Çünkü F.Bahçe, YENİ TÜRKİYE’nin YENİ DEVLETİ tarafından sevilmez. Bürokraside hiçbir işi çözülmez. Rakiplerine hidroelektrik santrali dahi verilirken F.Bahçe’ye ‘zırnık’ verilmez. Ağzını açtıkça “Sus, seni şikeden kurtardık” denilecektir; aslında kurtarılanın diğer tüm kulüplerle birlikte lig, sistem, Digitürk olduğu bilinerek… F.Bahçe’nin önünde iki yol vardır; ya “bu devrin geçmesini” beklemek; ya “Al Diyetini” deyip bu devrandan çekilmek.

AYSAL’IN TV VİZYONUNA ŞAPKA ÇIKARIYORUM
Sayın Aysal’ın ekonomik olarak G.Saray’ı getirdiği nokta ortada. Kulüp artık Sayın Ünal Aysal’ın olmuştur. Ayrıca yukarıdaki yazıda da bahsettiğimiz gibi DEVLET AYGITI G.Saray’ın lehine işliyor.

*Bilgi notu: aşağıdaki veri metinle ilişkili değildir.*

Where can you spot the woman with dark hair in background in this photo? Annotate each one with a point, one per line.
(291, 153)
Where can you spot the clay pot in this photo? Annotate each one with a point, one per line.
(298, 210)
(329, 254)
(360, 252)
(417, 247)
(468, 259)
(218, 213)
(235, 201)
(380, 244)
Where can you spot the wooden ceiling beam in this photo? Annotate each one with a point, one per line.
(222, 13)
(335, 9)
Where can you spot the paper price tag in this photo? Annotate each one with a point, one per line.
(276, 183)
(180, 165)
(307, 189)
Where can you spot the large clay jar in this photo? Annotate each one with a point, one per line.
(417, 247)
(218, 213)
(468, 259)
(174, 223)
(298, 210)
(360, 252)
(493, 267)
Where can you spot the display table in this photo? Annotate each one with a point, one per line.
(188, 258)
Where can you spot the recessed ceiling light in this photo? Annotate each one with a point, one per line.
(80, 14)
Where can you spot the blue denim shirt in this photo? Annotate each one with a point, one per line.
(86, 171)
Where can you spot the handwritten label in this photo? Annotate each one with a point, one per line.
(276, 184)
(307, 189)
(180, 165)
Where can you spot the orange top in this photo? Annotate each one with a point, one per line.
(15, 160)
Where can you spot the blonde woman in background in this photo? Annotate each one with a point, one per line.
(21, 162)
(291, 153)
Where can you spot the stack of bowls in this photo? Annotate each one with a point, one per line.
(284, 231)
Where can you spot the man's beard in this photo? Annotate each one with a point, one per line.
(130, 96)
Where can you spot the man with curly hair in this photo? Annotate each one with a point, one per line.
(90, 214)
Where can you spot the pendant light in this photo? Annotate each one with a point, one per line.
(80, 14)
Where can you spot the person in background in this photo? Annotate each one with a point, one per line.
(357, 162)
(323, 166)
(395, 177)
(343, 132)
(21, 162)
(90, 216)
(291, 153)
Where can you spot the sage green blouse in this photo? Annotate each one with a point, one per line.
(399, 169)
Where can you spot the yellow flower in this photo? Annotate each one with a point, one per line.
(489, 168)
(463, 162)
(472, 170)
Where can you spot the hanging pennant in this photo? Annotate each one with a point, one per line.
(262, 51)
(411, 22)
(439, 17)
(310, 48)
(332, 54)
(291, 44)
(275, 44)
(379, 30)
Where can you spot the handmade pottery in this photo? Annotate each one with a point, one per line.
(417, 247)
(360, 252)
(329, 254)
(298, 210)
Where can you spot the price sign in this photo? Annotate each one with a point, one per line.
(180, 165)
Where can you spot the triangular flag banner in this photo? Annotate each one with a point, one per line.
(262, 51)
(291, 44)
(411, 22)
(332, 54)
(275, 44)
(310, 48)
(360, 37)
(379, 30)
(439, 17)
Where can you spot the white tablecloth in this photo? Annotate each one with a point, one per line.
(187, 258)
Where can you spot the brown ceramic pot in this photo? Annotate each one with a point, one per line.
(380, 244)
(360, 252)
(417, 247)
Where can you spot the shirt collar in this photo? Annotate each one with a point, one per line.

Ancak Sezar’ın hakkı Sezar’a demek gerekirse kendisi, ‘vizyon’ konusunda rakiplerinden fersah fersah ileridedir. Örneğin Şampiyonlar Ligi yayın haklarını bir ortak kanal ile GSTV bünyesine katma fikri müthiştir. GSTV zaten LigTV ile ortak kurulmuştur. LigTV; BJKTV ve BursasporTV gibi GSTV ile de personel maaşları-reklam gelirleri-yayın link giderleri v.s konusunda ortaktır. Sayın Aysal bir de GSTV ile DSmart’ı ya da Tivibu’yu birleştirdiğinde bu işten hem G.Saray; hem yayın ortağı hem de reklam geliri ortağı LigTV kazançlı çıkacaktır. En az 3 kazananlı bu plana ancak şapka çıkartılır.

FBTV ise bağımsız yapısı, kendine ait canlı yayın aracı, daha tecrübeli kadrolara sahip olmasına karşın böylesine bir fikir dahi geliştiremez. Çünkü o kanal artık sadece Aziz Yıldırım’ın propaganda mecrasıdır.